Digital spatial gene and protein expression profiling reveals cellular and immune checkpoint drivers of high and intermediate TIS. Heatmaps of normalized Nanostring TIS gene z-scores in two patients using (A) bulk tissue from pre-HDRBT and post-HDRBT tissues or (B) post-HDRBT ROIs (n=24) assessed using DSP human IO RNA panel. Tissue sites were determined using tumor histopathology (tumor and nontumor) and immune cell IHC staining for T cells (CD3) and Mφ (CD68) (12 ROIs per patient). High magnification examples of highest and lowest TIS-expressing ROIs in post-HDRBT tissue from patient (C) RB019 and (D) RB023. (E) Mean Nanostring DSP-derived TIS scores by tumor category in two patient samples (tumor zones: n=7/12(RB019) and n=5/12(RB023)). Pearson correlation of DSP IO proteins in (F) cell profiling, (G) immune checkpoint, or (H) activation protein classes with DSP RNA TIS score. DSP, digital spatial profiling; HDRBT, high dose-rate brachytherapy; ROIs, regions of interest; TIS, tumor inflammatory signature.

Figure 4

HDRBT significantly increased the density of CD4⁺FOXP3⁺ T cells and antigen presenting cells. Multiplex IHC was performed on PCa biopsies pre-HDRBT and post-HDRBT (n=24 patients). (A) Cumulative barplots of mean immune cell density either pre-HDRBT or post-HDRBT. P values calculated from two-tailed student’s t-test with * indicating p<0.05. (B) Immune subset density calculated from total number of identified immune phenotypes (see table 2) per square millimeter pre-HDRBT or post-HDRBT in each of the two designated tissue zones: (i) nontumor or (ii) tumor-containing.
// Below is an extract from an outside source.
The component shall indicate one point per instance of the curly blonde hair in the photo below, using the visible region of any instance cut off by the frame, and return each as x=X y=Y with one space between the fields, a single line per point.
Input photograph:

Statistical significance was calculated using a nonparametric Wilcoxon signed-rank test. P values indicated were appropriate. *P<0.05, **p<0.01, ***p<0.001. HDRBT, high dose-rate brachytherapy; IHC, immunohistochemistry; PCa, prostate cancer.

Figure 5

Immune cell density relationships correlate with TIS signature. (A) Computed differences in Pearson correlation (Δr) for either (i) nontumor and (ii) tumor following HDRBT. Color indicates direction of change, that is, red=gained association, blue=lost association. Only significant associations are shown. (B) Bubblechart of correlation (Pearson r) between immune cell densities in different tissue zones (total, tumor, or nontumor) and TIS signature. Significant correlations indicated. (C) Scatterplots of highly significant immune cell subset correlations between tumor and nontumor tissue zones, and (D) highly significant cross-subset correlations in total tissue, with relative TIS level and HDRBT radiation-status indicated. (T: tumor zone, NT: nontumor zone, Tot: all tissue zones). Pearson correlation r values and corresponding p values indicated. HDRBT, high dose-rate brachytherapy; TIS, tumor inflammatory signature.

Figure 6

Immune cell spatial interactions change following HDRBT and uniquely associate with TIS signature. (A) Box-and-whisker plots of median cell-cell distance in seven significantly altered immune cell subset pairs in four major tissue zones: (i) pre-HDRBT: nontumor zone, (ii) post-HDRBT: nontumor zone, (iii) pre-HDRBT: tumor zone, and (iv) post-HDRBT: tumor zone. Significance between group is calculated using uncorrected Wilcoxon test. n=17 patients. (B) Bubblechart plot of significant target-cell and neighbor-cell median distance correlations with TIS signature in four tissue groups. Positive correlations indicate a higher median cell-cell distance association with higher TIS. Only significant (p<0.05) correlations are shown. (C) Examples of highly significant median distance to TIS correlations with Pearson r calculations for each of four categories of tissue. *P<0.05, *p<0.01, ***p<0.001. HDRBT, high dose-rate brachytherapy; TIS, tumor inflammatory signature.